The Ultimate Guide on Business Taxes

Posted By on January 23, 2016

If you own a business, you are going to have to pay a variety of taxes. While tax preparation can be rather straightforward if you are a sole proprietor, it can be complex if you are running an LLC or a traditional corporation. Let’s take a look at what your tax obligations are as a business owner.
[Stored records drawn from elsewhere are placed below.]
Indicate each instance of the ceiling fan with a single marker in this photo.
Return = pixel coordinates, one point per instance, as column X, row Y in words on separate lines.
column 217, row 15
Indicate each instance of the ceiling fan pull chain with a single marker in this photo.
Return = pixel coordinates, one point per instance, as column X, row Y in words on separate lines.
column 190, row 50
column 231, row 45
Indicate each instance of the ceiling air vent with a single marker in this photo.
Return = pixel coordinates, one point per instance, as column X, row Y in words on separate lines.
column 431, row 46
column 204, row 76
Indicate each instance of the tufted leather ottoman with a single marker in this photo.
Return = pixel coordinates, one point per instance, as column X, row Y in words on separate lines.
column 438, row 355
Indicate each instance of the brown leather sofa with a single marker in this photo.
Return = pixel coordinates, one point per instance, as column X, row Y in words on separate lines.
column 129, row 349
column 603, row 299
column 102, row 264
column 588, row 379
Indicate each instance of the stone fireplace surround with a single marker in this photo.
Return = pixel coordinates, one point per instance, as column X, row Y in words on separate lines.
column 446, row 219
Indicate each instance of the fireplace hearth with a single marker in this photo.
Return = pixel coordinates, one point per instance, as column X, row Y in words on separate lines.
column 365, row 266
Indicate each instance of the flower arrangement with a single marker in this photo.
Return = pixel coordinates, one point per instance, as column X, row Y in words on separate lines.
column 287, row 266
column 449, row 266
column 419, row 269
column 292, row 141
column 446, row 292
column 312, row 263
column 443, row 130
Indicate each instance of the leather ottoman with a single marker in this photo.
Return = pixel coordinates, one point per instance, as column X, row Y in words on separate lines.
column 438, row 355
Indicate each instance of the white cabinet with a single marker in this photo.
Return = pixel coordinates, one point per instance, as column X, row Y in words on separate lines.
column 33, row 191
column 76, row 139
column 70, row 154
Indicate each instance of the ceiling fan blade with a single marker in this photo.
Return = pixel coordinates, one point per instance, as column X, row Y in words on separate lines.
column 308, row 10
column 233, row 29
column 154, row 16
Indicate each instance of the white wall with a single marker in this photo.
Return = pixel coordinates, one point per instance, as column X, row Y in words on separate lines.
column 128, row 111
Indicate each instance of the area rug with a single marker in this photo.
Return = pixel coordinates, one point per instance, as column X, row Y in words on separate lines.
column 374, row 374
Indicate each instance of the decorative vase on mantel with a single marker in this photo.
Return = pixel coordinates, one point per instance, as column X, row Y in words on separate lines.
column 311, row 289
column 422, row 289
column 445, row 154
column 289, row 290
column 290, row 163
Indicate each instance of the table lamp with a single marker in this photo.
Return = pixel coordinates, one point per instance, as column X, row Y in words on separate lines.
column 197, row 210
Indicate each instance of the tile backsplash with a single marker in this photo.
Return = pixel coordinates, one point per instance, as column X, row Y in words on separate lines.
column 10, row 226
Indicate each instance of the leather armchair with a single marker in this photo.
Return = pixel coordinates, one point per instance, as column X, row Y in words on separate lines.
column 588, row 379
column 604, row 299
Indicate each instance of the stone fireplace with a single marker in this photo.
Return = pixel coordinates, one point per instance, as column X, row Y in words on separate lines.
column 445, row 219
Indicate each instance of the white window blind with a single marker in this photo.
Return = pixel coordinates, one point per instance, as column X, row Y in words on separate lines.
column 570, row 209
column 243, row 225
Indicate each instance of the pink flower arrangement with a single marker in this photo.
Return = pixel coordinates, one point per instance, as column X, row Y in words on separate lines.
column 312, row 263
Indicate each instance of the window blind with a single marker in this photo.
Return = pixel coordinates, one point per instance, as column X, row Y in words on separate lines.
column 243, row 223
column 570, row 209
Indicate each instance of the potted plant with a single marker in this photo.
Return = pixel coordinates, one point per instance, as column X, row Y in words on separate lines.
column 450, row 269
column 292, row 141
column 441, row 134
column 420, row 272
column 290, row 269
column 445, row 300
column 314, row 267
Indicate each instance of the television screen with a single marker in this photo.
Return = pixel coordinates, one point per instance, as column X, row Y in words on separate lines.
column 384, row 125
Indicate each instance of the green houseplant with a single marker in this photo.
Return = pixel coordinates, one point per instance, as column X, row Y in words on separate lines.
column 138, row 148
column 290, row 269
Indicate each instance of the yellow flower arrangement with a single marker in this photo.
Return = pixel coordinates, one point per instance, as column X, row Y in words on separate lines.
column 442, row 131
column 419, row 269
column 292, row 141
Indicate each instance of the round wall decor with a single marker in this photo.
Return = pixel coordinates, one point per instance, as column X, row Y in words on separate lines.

How Do Sole Proprietors File Taxes?

Sole proprietors will file their business income taxes at the same time that they file their personal taxes. This is done on Schedule C where expenses are listed and offset your business profit for the year. Whatever is left over is what you ultimately pay taxes on. In addition, you will pay 15.3 percent in FICA taxes on your total profits for the year.

How Do LLCs Pay Taxes?

An LLC can pay taxes in a variety of ways. It can choose to be taxed like a sole proprietor or it can be taxed like a partnership or corporation. If an LLC chooses to be taxed like a corporation, it will submit K-1 forms to shareholders and will file a separate business tax return if it is organized as a C corporation.
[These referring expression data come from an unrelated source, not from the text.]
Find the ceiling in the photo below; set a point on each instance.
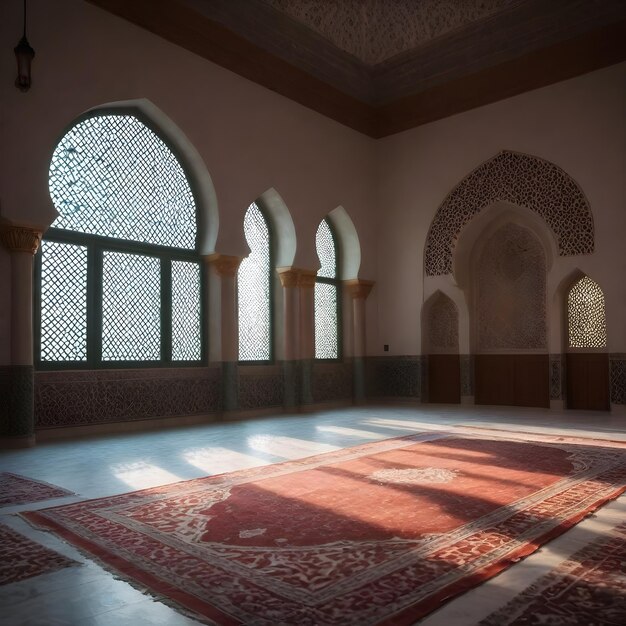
(383, 66)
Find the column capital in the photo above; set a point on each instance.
(224, 264)
(20, 238)
(358, 288)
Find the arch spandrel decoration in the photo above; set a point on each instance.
(521, 179)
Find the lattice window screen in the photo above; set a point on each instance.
(326, 338)
(326, 318)
(63, 302)
(112, 176)
(325, 246)
(131, 307)
(253, 287)
(186, 332)
(586, 315)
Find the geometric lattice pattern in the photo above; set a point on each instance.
(110, 175)
(63, 302)
(511, 303)
(186, 331)
(253, 289)
(325, 246)
(131, 307)
(443, 325)
(326, 322)
(585, 315)
(521, 179)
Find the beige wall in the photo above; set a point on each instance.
(250, 139)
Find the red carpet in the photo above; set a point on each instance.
(589, 588)
(16, 489)
(22, 558)
(378, 534)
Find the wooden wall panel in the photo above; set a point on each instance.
(444, 378)
(512, 379)
(588, 381)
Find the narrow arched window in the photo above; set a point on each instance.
(327, 308)
(254, 290)
(585, 315)
(120, 278)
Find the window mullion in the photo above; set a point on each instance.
(37, 307)
(166, 310)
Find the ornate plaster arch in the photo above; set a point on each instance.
(521, 179)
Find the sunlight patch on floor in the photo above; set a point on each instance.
(218, 460)
(288, 447)
(350, 432)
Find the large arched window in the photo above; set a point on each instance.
(254, 290)
(586, 320)
(327, 305)
(120, 279)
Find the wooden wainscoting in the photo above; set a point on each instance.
(512, 379)
(444, 378)
(588, 381)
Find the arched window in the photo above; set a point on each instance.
(585, 315)
(327, 308)
(254, 290)
(120, 279)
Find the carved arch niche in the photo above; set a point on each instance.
(440, 337)
(507, 286)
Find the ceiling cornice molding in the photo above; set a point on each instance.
(410, 91)
(185, 27)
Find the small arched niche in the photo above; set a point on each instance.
(585, 340)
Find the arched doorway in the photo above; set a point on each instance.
(441, 339)
(509, 318)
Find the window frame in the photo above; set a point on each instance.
(272, 282)
(337, 282)
(98, 244)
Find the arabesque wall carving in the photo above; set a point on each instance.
(521, 179)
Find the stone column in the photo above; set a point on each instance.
(359, 290)
(18, 420)
(225, 269)
(306, 283)
(289, 277)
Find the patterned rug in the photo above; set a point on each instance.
(589, 588)
(22, 558)
(382, 533)
(16, 489)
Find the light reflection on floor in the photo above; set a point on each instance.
(142, 475)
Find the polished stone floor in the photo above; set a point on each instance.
(112, 464)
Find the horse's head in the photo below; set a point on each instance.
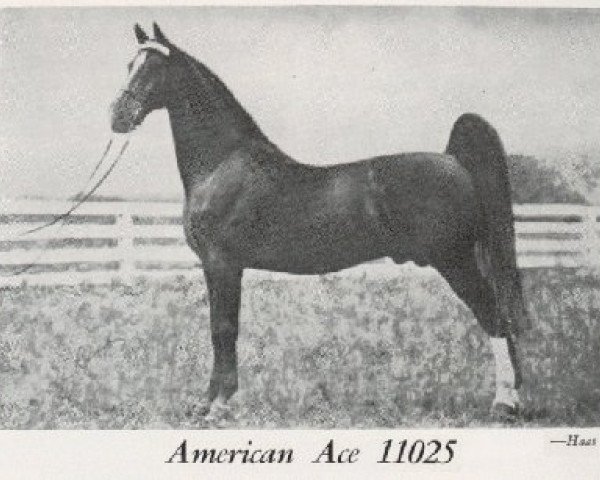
(145, 87)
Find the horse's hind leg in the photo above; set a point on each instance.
(474, 289)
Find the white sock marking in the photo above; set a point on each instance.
(505, 374)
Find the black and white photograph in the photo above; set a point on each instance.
(299, 217)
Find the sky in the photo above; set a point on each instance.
(326, 84)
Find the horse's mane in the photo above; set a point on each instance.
(221, 96)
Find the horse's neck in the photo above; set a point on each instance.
(208, 123)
How Do Partnerships Pay Taxes?

Partners can determine on their own how much each person owns in the business. This means one person can receive 85 percent of the profits while the other gets 15 percent or they can decide to go 50/50 and own the company evenly. Partners pay taxes on their share of the earnings or losses the same that a sole proprietor would.

How Do Corporations Pay Taxes?

Corporations will pay taxes in a couple of different ways based on what type of corporation it is. An S corporation passes profits and losses to its owners. Therefore, owners will get a K-1 that lists their share of the money that the company made or their portion of its yearly loss.

The S corporation allows owner-employees to pay some of its earnings as wages and some of its earnings as a distribution. Distributions are taxed as ordinary income, but the IRS can reclassify distributions as wages if it believes that is the proper designation.

A C corporation is an entity separate from its owners. Therefore, the corporation will submit its own tax return either on March 15 or within 75 days from the end of its fiscal year. Owners and employees will also file a personal income tax return based on what they are paid from the corporation. In some cases, owners could be taxed twice on dividends as the corporation pays taxes on the dividends while the dividends are taxed as income on the personal level.

No matter what type of business that you run, you will be responsible for paying taxes on your earnings. You should also check with your state business department to determine if you also have to withhold sales taxes, unemployment insurance and workers compensation benefits. The rules vary based on the type of company you run and the state where it is operated.